What we like about this task
- Addresses standards: 1.OA.A.2, 1.OA.A.5, 1.OA.A.7, 1.NBT.B.2
- Develops students' understanding of the relationship between counting on and addition (1.OA.C.5)
- Builds toward understanding of the place value system (1.NBT.B)
- Engages students in several Standards for Mathematical Practice (see Additional Thoughts)
In the classroom:
- Presents an application in an engaging setting
- Encourages students to talk about each other's thinking, in order to improve their mathematical understanding
- Allows for group or individual work
Making the Shifts
How does this task exemplify the instructional Shifts required by CCSSM?
Focus Belongs to the major work of first grade Coherence Builds on kindergarten work with addition Rigor Conceptual Understanding: secondary on this task
Procedural Skill and Fluency: not targeted in this task
Application: primary in this task
The Very Hungry Caterpillar by Eric Carle
The students work individually or in pairs. Each student or pair needs:
- Three ten-frames for each student or pair of students (see PDF for black line master)
- 30 counters or unifix cubes per pair of students
- One small dry-erase board and dry-erase marker per pair of students
The teacher reads the book to the class and asks, "How many things do you think the caterpillar ate in this story?" The students take a minute to share their estimate with a partner.
Next, the teacher reads The Very Hungry Caterpillar again. After each page, the teacher pauses so that the students can add counters or unifix cubes to the ten-frame to represent the number of things the caterpillar ate, and then write an equation on the dry-erase board connecting addition to the number of counters used. After each ten-frame is filled in the students move to the next one.

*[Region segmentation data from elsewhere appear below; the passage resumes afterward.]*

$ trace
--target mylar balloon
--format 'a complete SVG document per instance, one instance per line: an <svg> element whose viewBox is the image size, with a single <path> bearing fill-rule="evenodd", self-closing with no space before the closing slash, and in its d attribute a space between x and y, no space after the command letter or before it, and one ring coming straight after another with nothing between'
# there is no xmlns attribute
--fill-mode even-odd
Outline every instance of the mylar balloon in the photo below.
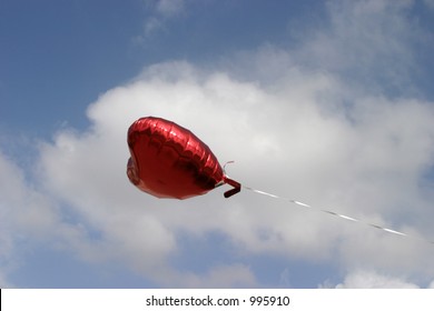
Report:
<svg viewBox="0 0 434 311"><path fill-rule="evenodd" d="M129 180L158 198L187 199L228 183L228 198L241 185L229 179L211 150L189 130L161 118L140 118L128 130Z"/></svg>

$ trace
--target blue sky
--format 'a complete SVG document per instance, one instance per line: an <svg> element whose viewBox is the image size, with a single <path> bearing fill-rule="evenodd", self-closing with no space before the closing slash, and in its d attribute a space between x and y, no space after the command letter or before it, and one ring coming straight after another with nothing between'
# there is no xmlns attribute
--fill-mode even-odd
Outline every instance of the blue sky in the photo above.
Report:
<svg viewBox="0 0 434 311"><path fill-rule="evenodd" d="M0 2L0 285L434 287L430 0ZM248 190L137 191L126 131L193 130ZM421 239L420 239L421 238Z"/></svg>

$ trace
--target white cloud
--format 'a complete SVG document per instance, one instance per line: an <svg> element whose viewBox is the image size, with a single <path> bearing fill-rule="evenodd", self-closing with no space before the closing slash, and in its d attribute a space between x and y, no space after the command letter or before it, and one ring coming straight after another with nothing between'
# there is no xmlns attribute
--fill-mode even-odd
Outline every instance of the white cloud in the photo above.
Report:
<svg viewBox="0 0 434 311"><path fill-rule="evenodd" d="M345 277L337 289L417 289L417 284L405 280L378 274L372 271L356 271Z"/></svg>
<svg viewBox="0 0 434 311"><path fill-rule="evenodd" d="M268 46L247 52L237 68L207 71L166 62L145 69L89 107L91 128L62 129L41 146L36 178L43 195L29 190L18 168L0 162L1 175L13 175L10 183L2 179L11 188L3 190L2 212L11 225L30 222L34 229L26 234L60 228L66 248L81 260L116 260L168 287L254 287L256 271L238 261L255 254L391 275L355 272L342 287L412 285L395 277L401 274L431 281L433 249L424 242L248 191L230 200L221 198L221 189L186 201L158 200L136 190L125 173L129 124L159 116L193 130L221 162L235 160L228 172L243 183L416 238L433 237L432 194L424 179L434 164L433 104L355 87L344 74L364 68L369 77L388 57L403 60L397 68L389 63L392 79L413 66L402 13L407 4L392 2L337 1L325 32L307 36L295 50ZM65 222L47 195L67 204L82 223ZM16 207L38 212L18 214ZM100 238L90 239L88 230ZM205 272L172 264L181 252L179 232L216 231L237 250L229 263L209 262ZM8 241L2 248L13 244Z"/></svg>
<svg viewBox="0 0 434 311"><path fill-rule="evenodd" d="M93 127L88 132L61 131L53 144L43 146L46 187L102 232L103 244L112 248L105 248L108 258L122 254L134 269L160 283L180 279L187 285L234 283L215 280L213 272L190 278L193 272L162 273L177 252L180 231L200 235L217 230L241 253L333 259L391 273L404 269L420 274L423 267L423 273L434 273L425 260L432 250L423 243L345 224L283 201L249 192L224 200L220 189L187 201L156 200L128 183L126 130L141 116L159 116L191 129L220 161L236 160L228 169L241 182L336 207L373 223L395 223L406 232L432 232L431 227L412 228L420 224L417 218L432 213L418 188L434 153L432 108L417 100L366 96L344 111L320 100L329 88L331 92L343 88L334 79L296 71L287 81L269 92L223 72L197 71L188 63L152 67L89 108ZM239 278L251 284L254 278L240 271Z"/></svg>

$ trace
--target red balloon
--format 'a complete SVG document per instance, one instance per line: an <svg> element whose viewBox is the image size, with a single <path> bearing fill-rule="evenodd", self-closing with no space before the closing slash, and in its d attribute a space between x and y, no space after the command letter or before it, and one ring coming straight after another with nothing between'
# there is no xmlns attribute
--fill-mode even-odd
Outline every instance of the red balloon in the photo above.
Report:
<svg viewBox="0 0 434 311"><path fill-rule="evenodd" d="M129 180L158 198L187 199L228 183L228 198L241 185L229 179L216 156L189 130L161 118L140 118L128 130Z"/></svg>

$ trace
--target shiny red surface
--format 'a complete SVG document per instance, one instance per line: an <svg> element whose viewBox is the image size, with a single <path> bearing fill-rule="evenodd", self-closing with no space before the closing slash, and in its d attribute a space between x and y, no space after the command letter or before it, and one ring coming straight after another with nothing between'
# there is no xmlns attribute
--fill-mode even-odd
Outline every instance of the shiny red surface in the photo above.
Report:
<svg viewBox="0 0 434 311"><path fill-rule="evenodd" d="M128 130L129 180L158 198L186 199L225 183L211 150L189 130L165 119L147 117Z"/></svg>

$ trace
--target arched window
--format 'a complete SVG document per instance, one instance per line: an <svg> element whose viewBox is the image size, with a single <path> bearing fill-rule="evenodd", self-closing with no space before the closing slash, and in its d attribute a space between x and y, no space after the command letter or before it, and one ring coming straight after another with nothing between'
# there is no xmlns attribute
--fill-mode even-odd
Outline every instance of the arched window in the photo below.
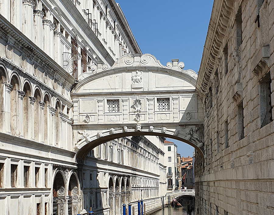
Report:
<svg viewBox="0 0 274 215"><path fill-rule="evenodd" d="M30 97L31 96L30 87L26 82L24 85L23 91L25 92L25 96L23 99L23 128L24 136L26 139L30 138L30 134L29 133L29 123L30 122L29 115L30 103Z"/></svg>
<svg viewBox="0 0 274 215"><path fill-rule="evenodd" d="M56 103L55 106L56 113L55 114L55 143L61 147L61 120L59 113L61 111L61 104L59 101Z"/></svg>
<svg viewBox="0 0 274 215"><path fill-rule="evenodd" d="M44 103L45 106L43 110L43 114L44 114L44 142L46 144L49 143L48 138L48 122L49 118L48 114L48 107L50 105L50 100L49 97L47 95L46 95L44 98Z"/></svg>
<svg viewBox="0 0 274 215"><path fill-rule="evenodd" d="M3 113L5 111L4 100L4 84L6 83L6 79L5 71L2 68L0 68L0 122L3 122ZM0 126L0 131L3 131L4 123Z"/></svg>
<svg viewBox="0 0 274 215"><path fill-rule="evenodd" d="M10 81L12 90L10 92L10 128L12 135L19 135L19 114L18 95L19 89L19 80L13 76Z"/></svg>
<svg viewBox="0 0 274 215"><path fill-rule="evenodd" d="M34 98L36 99L34 104L34 139L37 142L41 142L41 123L40 116L41 114L40 102L41 101L41 94L38 89L34 92Z"/></svg>

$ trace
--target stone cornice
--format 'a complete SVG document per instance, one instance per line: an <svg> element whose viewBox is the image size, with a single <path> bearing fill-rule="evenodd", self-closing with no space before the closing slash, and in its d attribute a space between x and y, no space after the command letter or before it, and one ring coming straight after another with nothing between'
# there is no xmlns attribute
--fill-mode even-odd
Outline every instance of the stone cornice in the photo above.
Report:
<svg viewBox="0 0 274 215"><path fill-rule="evenodd" d="M44 67L49 68L48 73L52 76L58 74L64 79L72 86L76 80L71 75L68 73L60 65L42 51L32 41L22 32L14 27L3 15L0 14L0 28L3 30L4 35L6 38L11 37L21 45L21 50L25 49L25 53L29 56L33 56L37 61L39 60L44 64ZM19 47L18 47L19 48ZM51 70L52 72L51 72Z"/></svg>
<svg viewBox="0 0 274 215"><path fill-rule="evenodd" d="M228 38L227 34L230 33L228 29L231 24L234 1L214 1L196 84L196 89L202 98L206 94L210 76L215 72L214 66L223 52L223 39Z"/></svg>

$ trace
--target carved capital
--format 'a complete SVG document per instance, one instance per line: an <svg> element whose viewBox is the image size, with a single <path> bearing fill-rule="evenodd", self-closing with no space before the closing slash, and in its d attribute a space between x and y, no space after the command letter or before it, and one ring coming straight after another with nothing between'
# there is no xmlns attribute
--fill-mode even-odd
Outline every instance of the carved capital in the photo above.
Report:
<svg viewBox="0 0 274 215"><path fill-rule="evenodd" d="M8 84L5 84L5 89L6 89L6 91L9 93L10 93L12 90L12 85Z"/></svg>
<svg viewBox="0 0 274 215"><path fill-rule="evenodd" d="M23 99L25 97L25 95L26 95L26 93L23 91L21 90L18 90L18 95L19 97L21 99Z"/></svg>
<svg viewBox="0 0 274 215"><path fill-rule="evenodd" d="M35 5L34 2L32 0L23 0L23 4L29 5L30 6L31 6L33 8Z"/></svg>
<svg viewBox="0 0 274 215"><path fill-rule="evenodd" d="M41 109L42 110L44 110L44 107L45 107L45 105L46 104L46 103L42 101L39 101L39 104L40 104L40 107L41 108Z"/></svg>
<svg viewBox="0 0 274 215"><path fill-rule="evenodd" d="M54 36L60 37L62 35L62 33L59 31L54 31L53 32L53 35Z"/></svg>
<svg viewBox="0 0 274 215"><path fill-rule="evenodd" d="M36 98L35 97L33 97L32 96L29 96L29 98L30 99L30 102L31 104L34 104L34 102L36 101Z"/></svg>

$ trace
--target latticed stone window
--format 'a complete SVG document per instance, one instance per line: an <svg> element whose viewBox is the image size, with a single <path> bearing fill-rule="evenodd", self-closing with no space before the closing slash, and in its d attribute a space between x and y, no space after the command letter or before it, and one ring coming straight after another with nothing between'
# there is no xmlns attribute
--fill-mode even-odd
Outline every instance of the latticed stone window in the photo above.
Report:
<svg viewBox="0 0 274 215"><path fill-rule="evenodd" d="M119 112L120 101L119 99L109 99L107 100L107 111L108 112Z"/></svg>
<svg viewBox="0 0 274 215"><path fill-rule="evenodd" d="M158 111L169 111L170 110L169 98L157 98L157 106Z"/></svg>

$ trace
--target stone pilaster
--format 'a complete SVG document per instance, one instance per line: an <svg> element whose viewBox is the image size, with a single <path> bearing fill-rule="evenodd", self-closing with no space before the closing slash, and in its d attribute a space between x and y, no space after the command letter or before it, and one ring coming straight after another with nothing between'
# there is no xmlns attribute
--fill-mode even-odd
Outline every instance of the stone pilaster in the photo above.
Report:
<svg viewBox="0 0 274 215"><path fill-rule="evenodd" d="M5 93L4 97L4 112L3 125L4 131L11 133L10 130L10 92L12 86L8 84L5 84Z"/></svg>
<svg viewBox="0 0 274 215"><path fill-rule="evenodd" d="M179 121L179 97L173 96L172 97L173 102L173 121Z"/></svg>
<svg viewBox="0 0 274 215"><path fill-rule="evenodd" d="M23 1L23 33L31 41L33 38L33 8L35 5L32 0Z"/></svg>
<svg viewBox="0 0 274 215"><path fill-rule="evenodd" d="M61 53L61 35L62 33L58 31L54 32L54 60L60 66L62 67L62 61L61 60L62 56ZM61 62L62 63L61 63Z"/></svg>
<svg viewBox="0 0 274 215"><path fill-rule="evenodd" d="M98 103L98 121L103 122L104 121L104 98L97 98Z"/></svg>
<svg viewBox="0 0 274 215"><path fill-rule="evenodd" d="M39 141L41 142L44 143L44 142L45 137L44 135L44 113L43 111L46 103L42 101L39 101L39 104L40 105L40 108L41 109L40 110L41 114L40 114L40 121L39 132L40 134Z"/></svg>
<svg viewBox="0 0 274 215"><path fill-rule="evenodd" d="M41 10L34 10L33 12L34 20L34 42L42 50L43 45L43 17L44 13Z"/></svg>
<svg viewBox="0 0 274 215"><path fill-rule="evenodd" d="M128 101L129 97L122 98L122 108L123 109L123 121L128 121Z"/></svg>
<svg viewBox="0 0 274 215"><path fill-rule="evenodd" d="M154 97L146 97L148 103L148 122L154 121Z"/></svg>
<svg viewBox="0 0 274 215"><path fill-rule="evenodd" d="M23 121L23 99L25 97L26 93L21 90L18 90L18 94L19 99L19 101L18 108L19 108L19 136L24 136L24 123Z"/></svg>

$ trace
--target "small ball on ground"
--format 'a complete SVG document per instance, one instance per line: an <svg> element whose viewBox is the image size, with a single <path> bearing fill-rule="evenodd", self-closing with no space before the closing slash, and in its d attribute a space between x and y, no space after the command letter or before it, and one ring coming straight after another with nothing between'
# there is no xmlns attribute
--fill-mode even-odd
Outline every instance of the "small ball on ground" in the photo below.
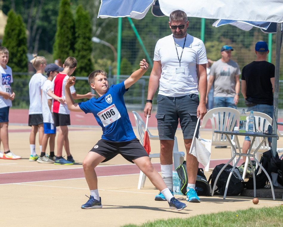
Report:
<svg viewBox="0 0 283 227"><path fill-rule="evenodd" d="M69 79L68 79L68 82L71 84L72 83L72 80L73 80L75 82L76 81L76 78L74 76L70 76L69 77Z"/></svg>
<svg viewBox="0 0 283 227"><path fill-rule="evenodd" d="M254 198L253 200L253 203L254 204L257 204L259 203L259 199L257 198Z"/></svg>

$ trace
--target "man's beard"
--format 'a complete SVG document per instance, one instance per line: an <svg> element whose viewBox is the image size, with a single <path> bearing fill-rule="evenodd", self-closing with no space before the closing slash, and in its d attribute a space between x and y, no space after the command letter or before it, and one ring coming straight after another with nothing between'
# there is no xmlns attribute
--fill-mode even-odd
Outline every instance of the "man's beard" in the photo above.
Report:
<svg viewBox="0 0 283 227"><path fill-rule="evenodd" d="M185 31L184 32L183 32L183 31L181 31L181 32L178 33L176 32L174 32L174 37L177 39L184 38L185 36L185 34L186 33L186 31Z"/></svg>

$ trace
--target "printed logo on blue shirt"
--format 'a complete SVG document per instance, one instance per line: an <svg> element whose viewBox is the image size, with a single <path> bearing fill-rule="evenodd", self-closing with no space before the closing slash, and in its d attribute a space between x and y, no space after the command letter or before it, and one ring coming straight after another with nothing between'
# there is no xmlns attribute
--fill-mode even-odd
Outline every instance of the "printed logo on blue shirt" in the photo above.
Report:
<svg viewBox="0 0 283 227"><path fill-rule="evenodd" d="M11 85L11 75L2 73L2 84L3 85Z"/></svg>
<svg viewBox="0 0 283 227"><path fill-rule="evenodd" d="M109 94L105 97L105 100L108 103L111 103L112 102L112 96Z"/></svg>

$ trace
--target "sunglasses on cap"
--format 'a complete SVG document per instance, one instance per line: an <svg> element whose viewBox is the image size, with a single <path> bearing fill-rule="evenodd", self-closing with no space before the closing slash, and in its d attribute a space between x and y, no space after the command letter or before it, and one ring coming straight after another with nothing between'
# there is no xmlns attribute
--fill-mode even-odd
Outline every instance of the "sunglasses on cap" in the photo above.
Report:
<svg viewBox="0 0 283 227"><path fill-rule="evenodd" d="M177 29L177 27L178 27L179 29L183 29L185 28L185 24L171 25L171 28L174 30Z"/></svg>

If the students are working in pairs, one student can add the counters/unifix cubes to the ten-frame while the other student writes the equation. By the end of the story, there should be a total of 25 food items eaten and one leaf eaten (the students can decide as a class whether to count the leaf as a food). There will be two ten-frames completed with five or six counters/unifix cubes on the third ten-frame.
If students come up with different, but correct, equations then discuss the different equations and ask students, "Can all of these be correct?"
Illustrative Mathematics Commentary and Solution
The purpose of this is task is for students to solve word problems that call for addition of three whole numbers (1.OA.A.2), to relate counting on to addition (1.OA.C.5), and to understand that the two digits of a two-digit number represent amounts of tens and ones 1.NBT.B.2). This task supports developing conceptions of counting on and base-ten structure, and is thus appropriate early in the school year.
There is the possibility that students may write different, but correct, equations. If this happens, then the teacher should take the opportunity to ask students whether the different equations are correct and how they know. An appropriate classroom discussion can help support students' understanding of the equals sign (1.OA.D.7). While the standard only calls for sums within 20, in instructional situations it is appropriate to go beyond that. This limit is most salient for assessment developers.
Note that if this task is to support all these different standards, the teacher needs to be aware of the various connections and take the opportunity to draw them out as necessary.
An example of what the students will be doing as the story is read:
After 1 apple and 2 pears are eaten, there will be 3 counters on the ten-frame. The equation will be $1+2=3$.
After 1 apple, 2 pears, and 3 plums are eaten, there will be 6 counters on the ten-frame. The equation could be either $3+3=6$ or $1+2+3=6$.
After 1 apple, 2 pears, 3 plums, and 4 strawberries are eaten, 4 more counters would be added to the ten-frame for a total of ten counters. The equation could be $6+4=10$, $3+3+4=10$, or $1+2+3+4=10$.
And so on!
In this task, first graders have opportunities to engage with several Standards for Mathematical Practice. Students need to make sense of what is being asked and persevere through multiple steps in order to solve this problem (MP.1). Students take something concrete (the story), represent it physically (with the counters or unifix cubes), and then represent it symbolically as an equation (MP.2). These equations are mathematical models of the real-world situation described in the book (MP.4).
For the variety of addition and subtraction situations students should encounter in grades K-2, read Table 2 on page 9 of the progressions document, K Counting and Cardinality; K-5 Operations and Algebraic Thinking.